All that remains to do is to create a fresh image, and import this model (with the sources repository used to build the model as root folder) to start making our tool.

Note : As the creation of that tool is divided in three blog posts, keeping that image for all three blog posts is recommended.

The transformation case we will be dealing with in those blog posts is rather simple. In the ArgoUML system, three classes define and use a method named logError. In our scenario, a class ArgoLogger has been defined and contains a static method logError. The transformation task is to add a receiver node to each logError method invocation so that the method is called using the right class.

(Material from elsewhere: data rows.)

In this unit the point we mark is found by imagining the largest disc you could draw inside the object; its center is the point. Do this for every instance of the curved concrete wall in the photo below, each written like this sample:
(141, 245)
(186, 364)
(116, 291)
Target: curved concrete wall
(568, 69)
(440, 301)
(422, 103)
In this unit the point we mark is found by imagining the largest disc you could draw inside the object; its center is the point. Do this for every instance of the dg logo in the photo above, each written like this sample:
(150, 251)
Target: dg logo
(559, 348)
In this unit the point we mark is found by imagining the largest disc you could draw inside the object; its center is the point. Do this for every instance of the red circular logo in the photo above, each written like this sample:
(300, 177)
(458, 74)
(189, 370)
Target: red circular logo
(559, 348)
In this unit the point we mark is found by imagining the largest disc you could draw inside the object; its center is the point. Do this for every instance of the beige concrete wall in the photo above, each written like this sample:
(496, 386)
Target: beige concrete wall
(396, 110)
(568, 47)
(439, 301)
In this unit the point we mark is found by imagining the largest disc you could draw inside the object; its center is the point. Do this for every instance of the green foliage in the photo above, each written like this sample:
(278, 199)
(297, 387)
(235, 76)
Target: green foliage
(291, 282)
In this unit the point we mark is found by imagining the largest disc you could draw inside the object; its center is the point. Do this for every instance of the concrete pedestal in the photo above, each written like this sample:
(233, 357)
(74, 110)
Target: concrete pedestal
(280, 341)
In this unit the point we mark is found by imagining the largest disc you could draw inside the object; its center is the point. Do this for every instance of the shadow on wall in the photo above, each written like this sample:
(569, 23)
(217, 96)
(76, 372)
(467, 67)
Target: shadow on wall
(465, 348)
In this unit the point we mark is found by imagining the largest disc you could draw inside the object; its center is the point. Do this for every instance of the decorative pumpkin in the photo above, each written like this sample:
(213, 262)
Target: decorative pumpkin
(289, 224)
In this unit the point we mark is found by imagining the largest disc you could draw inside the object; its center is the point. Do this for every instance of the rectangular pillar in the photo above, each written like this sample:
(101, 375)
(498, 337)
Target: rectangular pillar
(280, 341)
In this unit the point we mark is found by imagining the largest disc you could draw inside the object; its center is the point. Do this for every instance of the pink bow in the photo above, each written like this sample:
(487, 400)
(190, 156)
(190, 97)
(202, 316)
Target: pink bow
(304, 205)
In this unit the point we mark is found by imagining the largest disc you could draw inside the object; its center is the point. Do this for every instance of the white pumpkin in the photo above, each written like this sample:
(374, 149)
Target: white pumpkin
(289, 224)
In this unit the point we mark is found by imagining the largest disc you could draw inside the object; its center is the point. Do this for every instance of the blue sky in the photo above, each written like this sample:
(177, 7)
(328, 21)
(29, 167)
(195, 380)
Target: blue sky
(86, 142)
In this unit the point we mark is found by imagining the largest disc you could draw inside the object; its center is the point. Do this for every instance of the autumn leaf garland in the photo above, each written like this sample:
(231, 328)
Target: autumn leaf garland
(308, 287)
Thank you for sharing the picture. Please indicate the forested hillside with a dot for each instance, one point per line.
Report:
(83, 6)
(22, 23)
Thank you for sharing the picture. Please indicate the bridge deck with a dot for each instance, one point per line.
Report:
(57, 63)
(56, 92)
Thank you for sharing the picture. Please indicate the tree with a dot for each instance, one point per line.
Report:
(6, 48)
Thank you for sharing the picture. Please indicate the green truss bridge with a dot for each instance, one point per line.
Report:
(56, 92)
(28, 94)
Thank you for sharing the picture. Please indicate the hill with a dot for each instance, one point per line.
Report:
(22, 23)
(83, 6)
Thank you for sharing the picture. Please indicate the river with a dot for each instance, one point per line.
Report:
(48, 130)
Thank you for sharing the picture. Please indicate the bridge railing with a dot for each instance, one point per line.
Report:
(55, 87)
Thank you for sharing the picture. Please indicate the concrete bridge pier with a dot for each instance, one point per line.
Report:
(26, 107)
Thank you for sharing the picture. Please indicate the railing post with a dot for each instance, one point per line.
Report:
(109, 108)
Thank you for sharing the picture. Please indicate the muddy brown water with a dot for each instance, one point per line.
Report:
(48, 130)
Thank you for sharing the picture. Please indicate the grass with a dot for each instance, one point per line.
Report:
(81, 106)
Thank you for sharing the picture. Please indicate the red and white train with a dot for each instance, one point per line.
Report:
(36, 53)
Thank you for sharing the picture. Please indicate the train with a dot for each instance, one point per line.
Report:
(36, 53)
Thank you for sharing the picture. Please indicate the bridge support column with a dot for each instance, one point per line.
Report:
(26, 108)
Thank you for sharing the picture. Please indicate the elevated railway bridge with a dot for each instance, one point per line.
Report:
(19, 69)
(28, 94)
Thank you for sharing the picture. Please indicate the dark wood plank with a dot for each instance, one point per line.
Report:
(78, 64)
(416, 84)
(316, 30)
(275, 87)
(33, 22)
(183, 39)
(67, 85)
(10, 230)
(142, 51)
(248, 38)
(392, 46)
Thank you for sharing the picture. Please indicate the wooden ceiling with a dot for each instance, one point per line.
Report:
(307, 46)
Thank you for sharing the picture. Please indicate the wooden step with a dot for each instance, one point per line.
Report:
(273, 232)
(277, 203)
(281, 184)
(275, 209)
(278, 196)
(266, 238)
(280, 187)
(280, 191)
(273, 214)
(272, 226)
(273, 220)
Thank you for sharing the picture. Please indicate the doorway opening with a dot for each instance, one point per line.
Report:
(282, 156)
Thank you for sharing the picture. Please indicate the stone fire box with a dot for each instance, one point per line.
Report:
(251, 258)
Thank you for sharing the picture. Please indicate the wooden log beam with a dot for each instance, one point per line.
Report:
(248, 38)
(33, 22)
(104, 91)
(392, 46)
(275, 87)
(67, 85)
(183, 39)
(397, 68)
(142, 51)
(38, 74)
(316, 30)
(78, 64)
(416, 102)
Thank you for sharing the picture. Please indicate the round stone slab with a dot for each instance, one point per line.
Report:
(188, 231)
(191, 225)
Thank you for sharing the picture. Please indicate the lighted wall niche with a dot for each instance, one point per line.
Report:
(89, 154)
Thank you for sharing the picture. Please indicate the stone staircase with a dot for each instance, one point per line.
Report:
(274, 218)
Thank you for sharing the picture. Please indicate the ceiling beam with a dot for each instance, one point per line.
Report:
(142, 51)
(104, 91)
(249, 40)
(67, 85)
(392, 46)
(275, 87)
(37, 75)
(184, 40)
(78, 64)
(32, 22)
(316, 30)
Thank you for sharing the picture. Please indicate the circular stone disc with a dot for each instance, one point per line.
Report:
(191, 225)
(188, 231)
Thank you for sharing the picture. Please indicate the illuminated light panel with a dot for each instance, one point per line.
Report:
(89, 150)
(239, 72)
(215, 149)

For this blog post, we will have to import two tools :

The first one is Carrefour, allowing us to bind and access the (F)AST model of an entity to its Famix counterpart. Loading it will also load the FAST Java metamodel. To load the project, execute this command in a Playground :

Metacello new
githubUser: 'moosetechnology' project: 'Carrefour' commitish: 'v5' path: 'src';
baseline: 'Carrefour';
load

Second, we will use MoTion, an object pattern matcher that will allow us to easily explore the FAST of our methods and find the specific nodes we are looking for. To load the project, execute this command in a Playground :

Metacello new
baseline: 'MoTion';
repository: 'github://AlessHosry/MoTion:main';
load: 'MoTion-Moose'

Finally done with explanations and setup! 😄 Let us start by creating a class with a model instance variable, accessors, and add a class side initializer method for ease of use:

"Creating our class"

onModel: aMooseModel
^ self new
model: aMooseModel;
yourself

This class will contain our entire code manipulation logic. It will be pretty short, but of course when working on more important transformations dividing the logic of our tool will help to make it more understandable and maintainable.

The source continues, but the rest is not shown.